Zuleika de Souza/CB/D.A Press
Não somente o asfalto, os meios-fios, as praças e as palmeiras estão chegando à Vila Estrutural. A cidadania se aproxima do lugar de menor renda per capita de Brasília, R$ 325. No sábado passado, o Batalá levou seus tambores e suas meninas à Estrutural para convocar as garotas a participar das oficinas de percussão do Coletivo da Cidade, entidade que reúne estudantes da Universidade de Brasília, profissionais de assistência e educação e voluntários com o objetivo de oferecer a crianças e adolescentes a chance de transformar as próprias vidas e a de suas famílias.

Zuleika de Souza/CB/D.A Press
A cidade do lixão é também a cidade das bicicletas. Quase metade da população, 44%, têm bike, segundo a Pdad (Pesquisa Distrital por Amostra de Domicílio), feita pela Codeplan no primeiro semestre deste ano. Mas a turma do Coletivo acredita que esse percentual seja ainda maior, levando-se em conta que a pesquisa percorre casas onde haja conta de água ou de luz. A bicicleta é o meio de transporte para circular dentro da cidade e fora dela. Diante dessa realidade, Tiago Rocha, estudante que participa do Coletivo, está preparando um curso de mecânica de bicicleta e pretende desenvolver um projeto de bicicleta comunitária, inspirado no Bicicleta Livre da UnB.

O teatro também está na Estrutural. É lá que moram os quatro atores de Seca, a peça que estará em cartaz na Sala Martins Pena, do Teatro Nacional, na sexta e no sábado próximos. Tuan Emanuell, Iury Pereira, Wanderson de Sousa e Bia Oliveira eram estudantes do Centro Educacional I do Cruzeiro Velho, quando começavam a participar do premiado projeto do professor Getúlio Cruz. Os três atores já são estudantes de artes cênicas da UnB e a menina estuda na Faculdade Dulcina.
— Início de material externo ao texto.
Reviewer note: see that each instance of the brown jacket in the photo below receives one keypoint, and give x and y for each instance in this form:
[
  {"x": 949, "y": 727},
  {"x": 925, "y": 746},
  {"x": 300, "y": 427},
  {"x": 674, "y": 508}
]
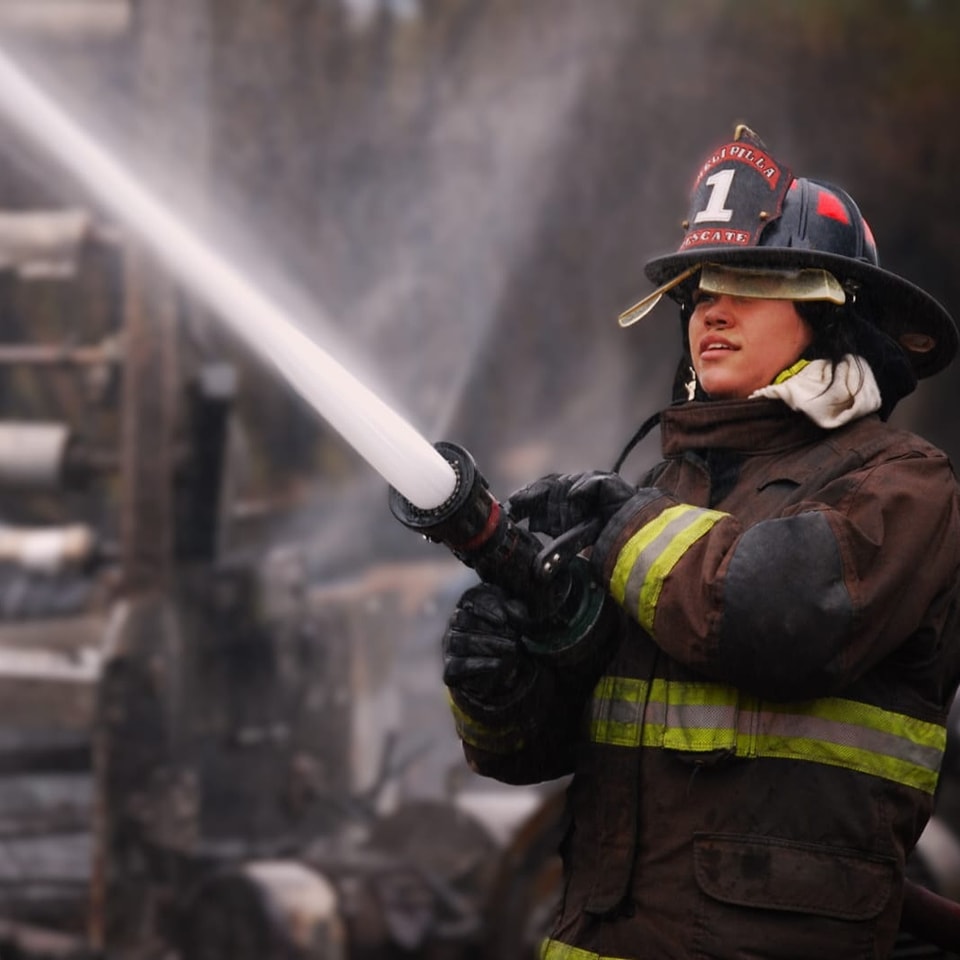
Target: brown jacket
[{"x": 761, "y": 750}]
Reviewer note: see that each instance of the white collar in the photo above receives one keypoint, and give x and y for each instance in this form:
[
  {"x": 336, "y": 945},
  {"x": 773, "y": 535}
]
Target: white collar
[{"x": 829, "y": 395}]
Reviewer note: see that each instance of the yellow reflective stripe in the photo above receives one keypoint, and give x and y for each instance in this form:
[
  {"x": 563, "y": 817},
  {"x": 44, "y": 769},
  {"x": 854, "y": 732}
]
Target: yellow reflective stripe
[
  {"x": 507, "y": 739},
  {"x": 651, "y": 553},
  {"x": 834, "y": 731},
  {"x": 791, "y": 371},
  {"x": 555, "y": 950}
]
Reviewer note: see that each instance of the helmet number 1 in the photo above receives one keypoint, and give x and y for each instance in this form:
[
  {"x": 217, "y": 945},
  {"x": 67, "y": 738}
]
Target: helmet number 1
[{"x": 715, "y": 211}]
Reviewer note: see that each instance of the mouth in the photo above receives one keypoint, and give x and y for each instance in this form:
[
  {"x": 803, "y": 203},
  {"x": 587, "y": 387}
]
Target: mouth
[{"x": 714, "y": 347}]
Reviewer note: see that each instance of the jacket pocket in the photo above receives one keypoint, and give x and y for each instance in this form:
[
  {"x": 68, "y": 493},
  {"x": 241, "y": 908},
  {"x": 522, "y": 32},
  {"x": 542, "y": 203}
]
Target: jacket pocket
[{"x": 775, "y": 874}]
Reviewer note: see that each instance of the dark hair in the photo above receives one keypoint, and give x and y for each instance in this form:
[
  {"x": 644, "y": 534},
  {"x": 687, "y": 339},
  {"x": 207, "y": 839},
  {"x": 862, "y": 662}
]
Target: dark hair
[{"x": 838, "y": 330}]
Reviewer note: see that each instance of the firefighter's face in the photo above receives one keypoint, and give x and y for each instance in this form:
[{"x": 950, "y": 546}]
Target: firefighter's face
[{"x": 740, "y": 344}]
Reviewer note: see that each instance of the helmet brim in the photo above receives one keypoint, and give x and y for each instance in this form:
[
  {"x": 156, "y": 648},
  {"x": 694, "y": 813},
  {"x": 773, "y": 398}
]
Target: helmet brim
[{"x": 916, "y": 321}]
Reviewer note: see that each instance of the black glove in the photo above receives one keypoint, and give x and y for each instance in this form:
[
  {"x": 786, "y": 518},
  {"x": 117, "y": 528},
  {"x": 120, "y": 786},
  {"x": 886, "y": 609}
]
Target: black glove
[
  {"x": 483, "y": 653},
  {"x": 558, "y": 502}
]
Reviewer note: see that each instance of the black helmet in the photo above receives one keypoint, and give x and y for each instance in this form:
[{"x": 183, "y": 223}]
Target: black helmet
[{"x": 748, "y": 210}]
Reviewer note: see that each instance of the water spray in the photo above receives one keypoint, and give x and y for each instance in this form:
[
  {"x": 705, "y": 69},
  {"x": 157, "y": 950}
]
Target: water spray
[
  {"x": 379, "y": 434},
  {"x": 436, "y": 491}
]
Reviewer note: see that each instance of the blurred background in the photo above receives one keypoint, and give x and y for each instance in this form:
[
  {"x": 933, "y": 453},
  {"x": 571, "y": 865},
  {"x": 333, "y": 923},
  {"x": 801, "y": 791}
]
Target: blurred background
[{"x": 221, "y": 703}]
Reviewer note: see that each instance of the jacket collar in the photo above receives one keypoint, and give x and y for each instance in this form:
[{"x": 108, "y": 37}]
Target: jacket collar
[{"x": 752, "y": 426}]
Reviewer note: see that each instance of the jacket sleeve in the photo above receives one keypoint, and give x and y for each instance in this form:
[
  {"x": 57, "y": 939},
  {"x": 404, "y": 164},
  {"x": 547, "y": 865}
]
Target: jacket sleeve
[
  {"x": 531, "y": 741},
  {"x": 802, "y": 604}
]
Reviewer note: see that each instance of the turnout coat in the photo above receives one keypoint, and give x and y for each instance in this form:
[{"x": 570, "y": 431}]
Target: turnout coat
[{"x": 758, "y": 751}]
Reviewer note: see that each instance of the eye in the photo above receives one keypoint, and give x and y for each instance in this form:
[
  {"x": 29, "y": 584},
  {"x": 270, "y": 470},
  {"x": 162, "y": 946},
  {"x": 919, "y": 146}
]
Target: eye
[{"x": 701, "y": 296}]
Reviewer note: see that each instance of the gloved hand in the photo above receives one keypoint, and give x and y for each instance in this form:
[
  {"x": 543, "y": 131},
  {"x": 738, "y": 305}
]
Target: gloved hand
[
  {"x": 483, "y": 654},
  {"x": 558, "y": 502}
]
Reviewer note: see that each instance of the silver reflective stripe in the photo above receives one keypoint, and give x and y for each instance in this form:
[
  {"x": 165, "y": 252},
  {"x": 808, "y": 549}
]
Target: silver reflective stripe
[{"x": 834, "y": 731}]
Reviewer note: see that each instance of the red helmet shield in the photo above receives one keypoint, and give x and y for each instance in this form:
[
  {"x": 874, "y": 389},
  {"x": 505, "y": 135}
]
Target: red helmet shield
[{"x": 738, "y": 192}]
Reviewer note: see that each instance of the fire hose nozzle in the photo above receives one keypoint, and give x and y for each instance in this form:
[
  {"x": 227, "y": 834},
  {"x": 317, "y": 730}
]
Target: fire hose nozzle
[{"x": 557, "y": 587}]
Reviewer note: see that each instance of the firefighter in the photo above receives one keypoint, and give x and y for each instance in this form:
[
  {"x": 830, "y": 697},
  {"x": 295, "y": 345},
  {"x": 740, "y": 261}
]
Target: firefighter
[{"x": 755, "y": 726}]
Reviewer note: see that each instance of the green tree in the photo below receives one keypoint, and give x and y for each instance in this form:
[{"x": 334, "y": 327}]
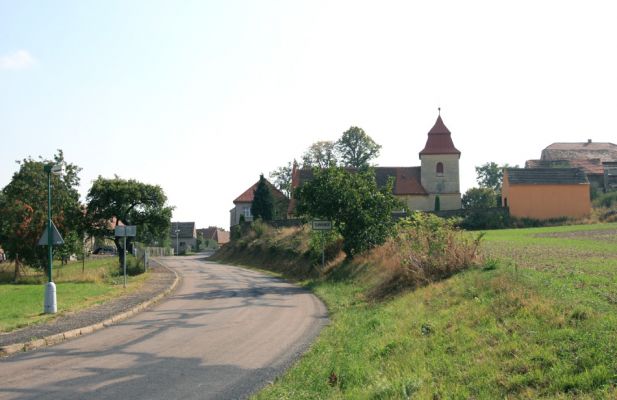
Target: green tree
[
  {"x": 356, "y": 148},
  {"x": 320, "y": 155},
  {"x": 281, "y": 178},
  {"x": 114, "y": 201},
  {"x": 361, "y": 212},
  {"x": 475, "y": 198},
  {"x": 263, "y": 202},
  {"x": 490, "y": 175},
  {"x": 23, "y": 208}
]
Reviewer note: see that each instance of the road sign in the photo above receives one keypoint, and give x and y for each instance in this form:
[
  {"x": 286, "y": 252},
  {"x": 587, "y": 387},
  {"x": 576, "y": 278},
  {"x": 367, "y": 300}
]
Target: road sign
[
  {"x": 125, "y": 230},
  {"x": 56, "y": 237},
  {"x": 320, "y": 225}
]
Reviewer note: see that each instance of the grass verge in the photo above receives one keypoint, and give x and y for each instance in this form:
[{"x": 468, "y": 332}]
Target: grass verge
[
  {"x": 538, "y": 321},
  {"x": 21, "y": 304}
]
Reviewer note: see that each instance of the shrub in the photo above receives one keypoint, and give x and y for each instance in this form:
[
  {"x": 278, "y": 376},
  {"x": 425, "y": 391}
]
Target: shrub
[
  {"x": 485, "y": 219},
  {"x": 607, "y": 200},
  {"x": 426, "y": 249}
]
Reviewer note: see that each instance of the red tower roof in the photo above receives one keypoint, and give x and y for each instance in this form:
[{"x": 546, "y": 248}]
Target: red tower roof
[{"x": 439, "y": 140}]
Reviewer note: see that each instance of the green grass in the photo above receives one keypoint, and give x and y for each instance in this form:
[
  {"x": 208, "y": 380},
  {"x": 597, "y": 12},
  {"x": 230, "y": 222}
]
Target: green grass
[
  {"x": 539, "y": 322},
  {"x": 21, "y": 304}
]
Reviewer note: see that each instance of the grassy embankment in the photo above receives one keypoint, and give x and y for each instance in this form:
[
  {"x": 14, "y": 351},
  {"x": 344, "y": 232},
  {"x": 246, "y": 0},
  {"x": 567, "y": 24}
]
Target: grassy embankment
[
  {"x": 21, "y": 303},
  {"x": 538, "y": 320}
]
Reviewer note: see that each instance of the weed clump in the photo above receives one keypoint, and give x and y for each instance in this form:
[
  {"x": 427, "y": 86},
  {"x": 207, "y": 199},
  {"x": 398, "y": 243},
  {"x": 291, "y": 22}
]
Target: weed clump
[{"x": 425, "y": 249}]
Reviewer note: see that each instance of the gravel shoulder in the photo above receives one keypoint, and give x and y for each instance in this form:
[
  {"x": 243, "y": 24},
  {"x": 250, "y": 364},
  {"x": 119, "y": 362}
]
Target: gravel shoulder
[{"x": 160, "y": 280}]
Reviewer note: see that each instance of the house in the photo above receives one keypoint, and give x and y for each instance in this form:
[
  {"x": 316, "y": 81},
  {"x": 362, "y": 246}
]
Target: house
[
  {"x": 589, "y": 156},
  {"x": 214, "y": 236},
  {"x": 545, "y": 193},
  {"x": 593, "y": 168},
  {"x": 580, "y": 151},
  {"x": 183, "y": 236},
  {"x": 419, "y": 186},
  {"x": 242, "y": 204}
]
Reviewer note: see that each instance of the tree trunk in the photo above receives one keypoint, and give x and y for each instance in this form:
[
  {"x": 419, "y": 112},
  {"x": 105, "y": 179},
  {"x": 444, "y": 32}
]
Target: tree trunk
[
  {"x": 16, "y": 268},
  {"x": 121, "y": 253}
]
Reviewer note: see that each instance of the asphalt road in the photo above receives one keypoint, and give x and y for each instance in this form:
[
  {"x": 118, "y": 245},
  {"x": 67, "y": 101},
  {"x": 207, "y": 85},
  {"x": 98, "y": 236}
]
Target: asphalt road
[{"x": 224, "y": 333}]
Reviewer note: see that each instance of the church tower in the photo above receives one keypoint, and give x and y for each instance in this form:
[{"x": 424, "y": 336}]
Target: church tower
[{"x": 439, "y": 168}]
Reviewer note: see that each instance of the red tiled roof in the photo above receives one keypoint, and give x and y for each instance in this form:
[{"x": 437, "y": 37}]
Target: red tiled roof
[
  {"x": 591, "y": 166},
  {"x": 406, "y": 179},
  {"x": 439, "y": 140},
  {"x": 249, "y": 194}
]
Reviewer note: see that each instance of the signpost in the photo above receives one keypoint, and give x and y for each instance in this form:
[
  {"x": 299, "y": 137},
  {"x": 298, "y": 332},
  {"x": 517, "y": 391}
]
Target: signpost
[
  {"x": 50, "y": 237},
  {"x": 322, "y": 226},
  {"x": 124, "y": 231}
]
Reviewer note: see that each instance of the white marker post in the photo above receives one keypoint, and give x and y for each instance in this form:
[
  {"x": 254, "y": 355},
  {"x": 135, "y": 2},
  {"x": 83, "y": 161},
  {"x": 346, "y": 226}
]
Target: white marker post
[{"x": 124, "y": 231}]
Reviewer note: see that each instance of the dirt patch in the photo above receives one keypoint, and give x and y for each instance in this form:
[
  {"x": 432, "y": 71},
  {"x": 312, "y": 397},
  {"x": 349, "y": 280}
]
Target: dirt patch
[{"x": 609, "y": 235}]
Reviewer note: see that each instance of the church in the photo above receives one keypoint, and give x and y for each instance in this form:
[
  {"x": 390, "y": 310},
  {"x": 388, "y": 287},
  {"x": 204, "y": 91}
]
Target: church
[{"x": 433, "y": 185}]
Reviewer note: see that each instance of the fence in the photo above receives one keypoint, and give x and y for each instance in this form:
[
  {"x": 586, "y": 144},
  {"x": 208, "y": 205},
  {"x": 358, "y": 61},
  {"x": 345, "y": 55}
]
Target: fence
[{"x": 143, "y": 253}]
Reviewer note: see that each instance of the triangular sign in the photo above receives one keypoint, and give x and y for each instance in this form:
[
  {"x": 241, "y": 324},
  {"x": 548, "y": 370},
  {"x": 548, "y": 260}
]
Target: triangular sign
[{"x": 56, "y": 238}]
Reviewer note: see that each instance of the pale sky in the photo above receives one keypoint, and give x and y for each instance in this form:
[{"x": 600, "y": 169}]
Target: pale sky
[{"x": 200, "y": 97}]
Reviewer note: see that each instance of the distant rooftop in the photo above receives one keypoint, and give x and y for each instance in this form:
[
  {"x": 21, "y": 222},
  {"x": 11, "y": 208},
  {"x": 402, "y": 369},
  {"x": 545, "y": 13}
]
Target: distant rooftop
[
  {"x": 187, "y": 230},
  {"x": 552, "y": 176},
  {"x": 581, "y": 150}
]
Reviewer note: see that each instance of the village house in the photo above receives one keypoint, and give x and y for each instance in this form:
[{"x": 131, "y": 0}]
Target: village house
[
  {"x": 183, "y": 236},
  {"x": 596, "y": 160},
  {"x": 214, "y": 236},
  {"x": 545, "y": 193},
  {"x": 418, "y": 187},
  {"x": 242, "y": 204}
]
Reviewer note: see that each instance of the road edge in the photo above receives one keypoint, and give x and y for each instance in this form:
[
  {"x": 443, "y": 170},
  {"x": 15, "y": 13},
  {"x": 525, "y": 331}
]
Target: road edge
[{"x": 51, "y": 340}]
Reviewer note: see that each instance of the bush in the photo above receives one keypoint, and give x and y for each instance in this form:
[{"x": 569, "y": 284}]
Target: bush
[
  {"x": 485, "y": 219},
  {"x": 607, "y": 200},
  {"x": 426, "y": 249}
]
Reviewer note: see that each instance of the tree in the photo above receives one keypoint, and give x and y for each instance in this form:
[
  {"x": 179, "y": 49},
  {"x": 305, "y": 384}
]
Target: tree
[
  {"x": 490, "y": 175},
  {"x": 320, "y": 155},
  {"x": 23, "y": 208},
  {"x": 356, "y": 148},
  {"x": 263, "y": 202},
  {"x": 480, "y": 198},
  {"x": 281, "y": 178},
  {"x": 114, "y": 201},
  {"x": 361, "y": 212}
]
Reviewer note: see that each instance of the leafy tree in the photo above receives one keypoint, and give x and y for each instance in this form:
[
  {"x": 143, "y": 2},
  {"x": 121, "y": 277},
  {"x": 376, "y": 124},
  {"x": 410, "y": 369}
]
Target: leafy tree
[
  {"x": 281, "y": 178},
  {"x": 114, "y": 201},
  {"x": 23, "y": 208},
  {"x": 263, "y": 202},
  {"x": 490, "y": 175},
  {"x": 361, "y": 212},
  {"x": 480, "y": 198},
  {"x": 356, "y": 148},
  {"x": 320, "y": 155}
]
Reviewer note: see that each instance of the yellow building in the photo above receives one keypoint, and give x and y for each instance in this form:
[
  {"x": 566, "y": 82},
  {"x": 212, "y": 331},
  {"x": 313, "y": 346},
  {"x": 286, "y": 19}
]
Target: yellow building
[{"x": 545, "y": 193}]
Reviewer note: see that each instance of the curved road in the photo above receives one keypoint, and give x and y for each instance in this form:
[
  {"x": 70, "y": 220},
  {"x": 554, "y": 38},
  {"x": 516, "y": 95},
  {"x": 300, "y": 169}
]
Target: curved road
[{"x": 224, "y": 333}]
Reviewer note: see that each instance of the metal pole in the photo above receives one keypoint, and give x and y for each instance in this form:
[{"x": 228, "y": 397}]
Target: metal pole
[
  {"x": 124, "y": 259},
  {"x": 323, "y": 253},
  {"x": 49, "y": 231},
  {"x": 50, "y": 305}
]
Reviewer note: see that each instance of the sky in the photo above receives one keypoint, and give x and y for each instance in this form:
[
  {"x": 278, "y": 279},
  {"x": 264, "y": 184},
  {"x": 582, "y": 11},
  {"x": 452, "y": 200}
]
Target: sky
[{"x": 200, "y": 97}]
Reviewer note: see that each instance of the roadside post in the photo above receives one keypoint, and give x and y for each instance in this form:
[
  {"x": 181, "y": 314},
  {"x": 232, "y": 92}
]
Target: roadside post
[
  {"x": 123, "y": 231},
  {"x": 322, "y": 226},
  {"x": 49, "y": 238}
]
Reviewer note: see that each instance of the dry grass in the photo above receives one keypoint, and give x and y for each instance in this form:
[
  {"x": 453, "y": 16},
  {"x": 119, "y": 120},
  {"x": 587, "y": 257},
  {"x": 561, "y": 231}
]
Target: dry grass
[{"x": 423, "y": 251}]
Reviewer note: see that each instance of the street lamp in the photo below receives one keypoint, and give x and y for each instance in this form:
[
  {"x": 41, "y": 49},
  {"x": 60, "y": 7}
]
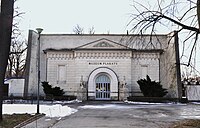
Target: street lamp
[{"x": 39, "y": 30}]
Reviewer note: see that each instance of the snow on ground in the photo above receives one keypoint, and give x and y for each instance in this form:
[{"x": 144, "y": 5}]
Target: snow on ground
[
  {"x": 131, "y": 105},
  {"x": 56, "y": 110}
]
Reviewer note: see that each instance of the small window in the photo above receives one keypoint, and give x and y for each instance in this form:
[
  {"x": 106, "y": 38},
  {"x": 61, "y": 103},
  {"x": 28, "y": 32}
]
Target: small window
[
  {"x": 61, "y": 73},
  {"x": 144, "y": 71}
]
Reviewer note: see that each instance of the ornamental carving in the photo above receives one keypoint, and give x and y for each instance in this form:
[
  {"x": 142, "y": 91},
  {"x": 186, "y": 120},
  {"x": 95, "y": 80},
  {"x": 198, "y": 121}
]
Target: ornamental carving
[{"x": 103, "y": 44}]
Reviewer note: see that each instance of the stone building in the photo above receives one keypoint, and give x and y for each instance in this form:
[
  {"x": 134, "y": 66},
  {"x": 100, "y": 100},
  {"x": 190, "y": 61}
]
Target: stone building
[{"x": 102, "y": 66}]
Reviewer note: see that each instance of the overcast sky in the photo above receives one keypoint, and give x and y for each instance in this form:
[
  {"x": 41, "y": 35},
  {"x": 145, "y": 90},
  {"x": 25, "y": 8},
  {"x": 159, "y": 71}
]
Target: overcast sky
[{"x": 60, "y": 16}]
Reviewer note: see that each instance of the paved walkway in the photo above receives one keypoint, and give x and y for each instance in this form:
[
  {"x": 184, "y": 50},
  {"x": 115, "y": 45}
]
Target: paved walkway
[{"x": 120, "y": 115}]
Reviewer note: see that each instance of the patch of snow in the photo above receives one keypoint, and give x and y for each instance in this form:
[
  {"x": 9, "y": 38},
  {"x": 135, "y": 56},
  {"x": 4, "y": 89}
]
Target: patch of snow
[
  {"x": 104, "y": 106},
  {"x": 148, "y": 103},
  {"x": 56, "y": 110},
  {"x": 67, "y": 102}
]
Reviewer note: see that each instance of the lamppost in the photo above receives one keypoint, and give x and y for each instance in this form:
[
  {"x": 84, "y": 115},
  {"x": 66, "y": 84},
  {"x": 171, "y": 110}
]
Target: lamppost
[{"x": 39, "y": 30}]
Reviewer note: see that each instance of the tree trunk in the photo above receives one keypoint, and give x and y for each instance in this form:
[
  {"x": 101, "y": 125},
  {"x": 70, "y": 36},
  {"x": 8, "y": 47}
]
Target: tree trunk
[
  {"x": 198, "y": 12},
  {"x": 6, "y": 18}
]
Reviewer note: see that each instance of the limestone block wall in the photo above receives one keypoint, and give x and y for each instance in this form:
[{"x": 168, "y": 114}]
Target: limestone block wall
[
  {"x": 144, "y": 64},
  {"x": 129, "y": 64}
]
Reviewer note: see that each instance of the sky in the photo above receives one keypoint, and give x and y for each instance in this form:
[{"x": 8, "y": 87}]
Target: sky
[{"x": 106, "y": 16}]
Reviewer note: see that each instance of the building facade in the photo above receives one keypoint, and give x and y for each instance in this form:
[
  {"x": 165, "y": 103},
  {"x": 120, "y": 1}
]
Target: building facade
[{"x": 101, "y": 66}]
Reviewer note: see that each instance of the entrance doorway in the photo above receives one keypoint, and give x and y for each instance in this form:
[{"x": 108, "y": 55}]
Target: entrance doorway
[{"x": 102, "y": 83}]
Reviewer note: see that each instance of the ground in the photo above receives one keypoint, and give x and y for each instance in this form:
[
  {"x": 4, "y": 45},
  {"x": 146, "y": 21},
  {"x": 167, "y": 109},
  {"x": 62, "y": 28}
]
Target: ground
[
  {"x": 116, "y": 114},
  {"x": 9, "y": 121}
]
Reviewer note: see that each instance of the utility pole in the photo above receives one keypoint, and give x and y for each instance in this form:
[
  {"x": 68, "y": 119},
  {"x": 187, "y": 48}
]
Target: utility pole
[{"x": 6, "y": 19}]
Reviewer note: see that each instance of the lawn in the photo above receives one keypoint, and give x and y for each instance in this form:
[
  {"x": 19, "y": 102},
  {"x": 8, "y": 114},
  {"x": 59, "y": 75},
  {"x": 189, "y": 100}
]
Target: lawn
[{"x": 9, "y": 121}]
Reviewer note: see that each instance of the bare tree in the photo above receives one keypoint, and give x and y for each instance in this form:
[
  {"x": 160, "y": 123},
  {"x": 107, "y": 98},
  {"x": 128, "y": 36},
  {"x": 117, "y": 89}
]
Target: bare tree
[
  {"x": 16, "y": 60},
  {"x": 78, "y": 30},
  {"x": 184, "y": 16},
  {"x": 6, "y": 19}
]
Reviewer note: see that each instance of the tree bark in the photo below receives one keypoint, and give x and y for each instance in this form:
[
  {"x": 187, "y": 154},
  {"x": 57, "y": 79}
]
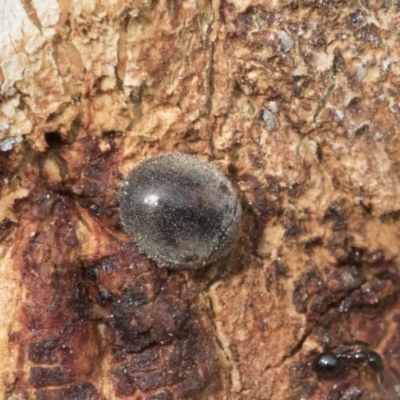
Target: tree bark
[{"x": 297, "y": 102}]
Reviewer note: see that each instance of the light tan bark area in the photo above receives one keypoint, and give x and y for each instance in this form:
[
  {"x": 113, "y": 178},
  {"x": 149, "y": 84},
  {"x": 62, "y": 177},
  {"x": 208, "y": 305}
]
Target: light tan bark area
[{"x": 296, "y": 101}]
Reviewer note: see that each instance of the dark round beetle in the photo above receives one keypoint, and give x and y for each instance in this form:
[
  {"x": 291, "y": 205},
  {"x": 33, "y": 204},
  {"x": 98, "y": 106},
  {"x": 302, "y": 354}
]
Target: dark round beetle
[{"x": 329, "y": 365}]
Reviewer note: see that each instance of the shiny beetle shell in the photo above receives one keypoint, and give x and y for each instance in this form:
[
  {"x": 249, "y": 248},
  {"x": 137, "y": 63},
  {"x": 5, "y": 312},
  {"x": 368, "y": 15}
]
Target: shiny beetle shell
[{"x": 180, "y": 211}]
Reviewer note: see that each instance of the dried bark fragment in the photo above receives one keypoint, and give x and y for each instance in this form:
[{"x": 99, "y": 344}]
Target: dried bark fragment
[{"x": 296, "y": 101}]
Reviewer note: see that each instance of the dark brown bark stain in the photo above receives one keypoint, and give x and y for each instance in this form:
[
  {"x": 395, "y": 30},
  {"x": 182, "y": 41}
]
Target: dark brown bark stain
[{"x": 153, "y": 338}]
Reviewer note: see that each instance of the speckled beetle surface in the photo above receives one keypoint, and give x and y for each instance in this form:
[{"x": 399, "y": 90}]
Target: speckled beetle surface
[{"x": 180, "y": 211}]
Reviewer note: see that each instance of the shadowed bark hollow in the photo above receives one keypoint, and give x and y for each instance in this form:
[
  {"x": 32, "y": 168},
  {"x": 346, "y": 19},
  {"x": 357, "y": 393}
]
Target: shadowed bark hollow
[{"x": 296, "y": 102}]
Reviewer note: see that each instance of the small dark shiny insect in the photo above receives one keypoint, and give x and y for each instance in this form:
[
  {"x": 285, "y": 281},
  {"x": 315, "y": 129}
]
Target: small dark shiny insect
[
  {"x": 180, "y": 211},
  {"x": 327, "y": 365},
  {"x": 330, "y": 365}
]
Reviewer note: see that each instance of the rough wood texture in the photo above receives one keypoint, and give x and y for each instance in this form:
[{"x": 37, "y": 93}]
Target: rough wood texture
[{"x": 296, "y": 101}]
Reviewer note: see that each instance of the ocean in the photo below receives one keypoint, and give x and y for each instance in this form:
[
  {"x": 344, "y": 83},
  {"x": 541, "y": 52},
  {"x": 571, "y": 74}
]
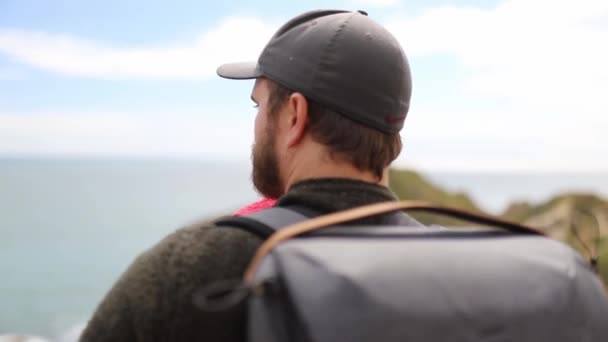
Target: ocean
[{"x": 70, "y": 227}]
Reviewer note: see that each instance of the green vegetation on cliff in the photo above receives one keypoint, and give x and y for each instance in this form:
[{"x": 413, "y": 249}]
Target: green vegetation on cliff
[{"x": 581, "y": 220}]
A cidade que existe de teimosa, que resistiu com barricadas à tentativa de expulsão, tem um cotidiano de moças e rapazes a caminho da academia, com suas garrafinhas d’água de última geração, meninas sem medo e garotos procurando um futuro. Gente otimista como o maranhense Omek Carvalho Silva, de 61 anos, que desfila pela cidade com sua bicicleta flamenguista, todo ele, roupa, correntes e anéis rubro-negros. “É meu jeito de me distrair. E assim vou vivendo, um dia alegre, outro com raiva. Um dia xingando, outro sendo xingado. Depois dos 60, o que vier é lucro”, ele diz, somando, dia após dia, o ganho do seu viver.

A Estrutural está rebocando suas paredes, subindo mais um andar, e protegendo sua história. Na sede do Ponto de Memória da cidade (www.memoriaestrutural.blogspot.com), pneus amontoados sobre uma pista estilizada relembram os tempos de luta para fixar a cidade. Fixada, ela vai ficando bonita e feliz.